KH: I got interested in Druids because I’m a tree hugger. The modern-day Druids, of course, are revivalists who are basing their ceremonies on nineteenth-century guesswork. The ancient Druids never wrote anything down except for things like property boundaries on stones marked with Ogham. Atticus’s magic system, therefore, is almost entirely my fabrication. His abilities are suggested by legends, however: multiple accounts speak of shape-shifting, divination, and even of teleportation (which I presented as a shifting between planes). There are also accounts of weather manipulation, which Atticus has used in a small way in the first two books. I unified those legendary Druidic abilities under the system of binding.
Q. Which super villain do you think Atticus would have a tough time defeating?
KH: Going to go a bit obscure on you: Cyclone, an old opponent of Spider-Man’s that I always found to be quite scary as a kid. He controls the wind in a hundred-foot radius around his body and can pluck the very air out of your lungs, preventing you from taking another breath. He can also create tornado-force whirlwinds about himself, which he can use defensively (any strike with Fragarach would be deflected) or offensively, lifting Atticus off the ground and cutting him off from the earth. I’m sure there are other super villains who could also succeed but that’s the first one that came to mind.
Q. What is Atticus’ favourite pop culture tshirt?
KH: He has one that says WHAT THE FRAK in really large letters and then, in a much smaller font underneath, “happened in Season 4 of Battlestar Galactica?” Because it was a mess.
Q. How is it that a Druid who has had so much grief from the Fae, came to name his dog after Shakespeare’s King of the Fairies?

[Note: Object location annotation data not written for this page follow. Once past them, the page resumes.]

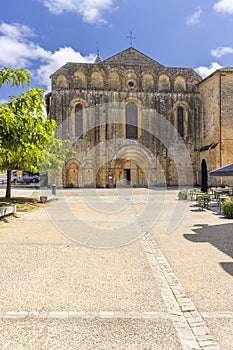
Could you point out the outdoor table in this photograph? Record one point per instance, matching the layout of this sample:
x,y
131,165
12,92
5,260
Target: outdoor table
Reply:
x,y
221,200
203,199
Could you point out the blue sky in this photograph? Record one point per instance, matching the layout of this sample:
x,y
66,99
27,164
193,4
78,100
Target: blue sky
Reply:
x,y
42,35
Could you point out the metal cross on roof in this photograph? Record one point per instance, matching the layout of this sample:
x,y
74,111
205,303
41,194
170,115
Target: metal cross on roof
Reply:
x,y
97,49
131,37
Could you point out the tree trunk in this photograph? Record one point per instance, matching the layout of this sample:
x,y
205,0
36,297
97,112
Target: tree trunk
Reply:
x,y
8,185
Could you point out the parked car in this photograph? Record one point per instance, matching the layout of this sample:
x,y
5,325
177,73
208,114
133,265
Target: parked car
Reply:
x,y
27,177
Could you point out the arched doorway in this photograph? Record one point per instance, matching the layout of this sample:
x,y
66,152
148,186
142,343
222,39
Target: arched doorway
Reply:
x,y
72,173
204,176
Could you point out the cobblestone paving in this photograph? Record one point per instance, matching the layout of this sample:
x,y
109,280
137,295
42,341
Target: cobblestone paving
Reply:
x,y
57,294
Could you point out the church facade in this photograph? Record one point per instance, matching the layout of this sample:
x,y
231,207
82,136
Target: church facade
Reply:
x,y
132,121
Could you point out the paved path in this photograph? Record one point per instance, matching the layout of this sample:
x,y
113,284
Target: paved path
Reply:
x,y
107,269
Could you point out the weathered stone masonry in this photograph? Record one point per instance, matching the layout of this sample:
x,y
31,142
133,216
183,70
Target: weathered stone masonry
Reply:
x,y
133,121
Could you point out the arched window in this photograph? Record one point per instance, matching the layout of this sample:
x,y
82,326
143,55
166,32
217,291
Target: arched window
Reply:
x,y
131,121
79,121
180,121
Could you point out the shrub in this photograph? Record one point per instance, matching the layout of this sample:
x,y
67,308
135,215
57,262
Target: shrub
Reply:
x,y
183,194
227,208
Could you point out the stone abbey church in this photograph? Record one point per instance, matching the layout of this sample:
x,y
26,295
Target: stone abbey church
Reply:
x,y
132,121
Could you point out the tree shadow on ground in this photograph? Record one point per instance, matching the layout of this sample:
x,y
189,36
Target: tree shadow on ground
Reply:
x,y
220,236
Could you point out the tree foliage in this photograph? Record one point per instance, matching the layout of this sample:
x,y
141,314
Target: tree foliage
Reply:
x,y
24,129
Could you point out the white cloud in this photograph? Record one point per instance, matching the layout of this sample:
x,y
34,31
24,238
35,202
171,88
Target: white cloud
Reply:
x,y
221,51
195,17
205,71
17,51
15,48
92,11
224,6
57,59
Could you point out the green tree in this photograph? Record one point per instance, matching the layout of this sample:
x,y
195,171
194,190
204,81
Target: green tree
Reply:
x,y
24,129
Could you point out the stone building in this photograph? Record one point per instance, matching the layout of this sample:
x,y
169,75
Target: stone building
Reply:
x,y
133,121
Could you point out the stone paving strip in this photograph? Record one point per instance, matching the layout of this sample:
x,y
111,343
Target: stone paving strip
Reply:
x,y
104,314
191,329
83,315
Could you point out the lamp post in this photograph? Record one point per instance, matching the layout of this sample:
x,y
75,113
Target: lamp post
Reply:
x,y
220,121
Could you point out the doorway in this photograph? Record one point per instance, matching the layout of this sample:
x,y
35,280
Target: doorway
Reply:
x,y
128,176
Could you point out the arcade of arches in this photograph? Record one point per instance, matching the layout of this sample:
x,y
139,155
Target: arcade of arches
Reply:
x,y
130,145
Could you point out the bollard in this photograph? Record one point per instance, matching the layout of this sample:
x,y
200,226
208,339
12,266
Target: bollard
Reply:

KH: Atticus thinks of it as wry jest. He knows very well that the Fae are actually ruled by women – Brighid, the Morrigan, etc. – and Oberon & Titania were merely Shakespeare’s creations.
Q. Does Oberon have an accent when he ‘talks’?
KH: Great question! He has the standard Western American accent – in other words, not anything southern or northeastern – mixed with the slightly manic tone of an excited, hungry, and horny hound. Atticus adopted him when he had been living in America for a while and of course Oberon’s pop culture diet in the States included plenty of American movies and TV.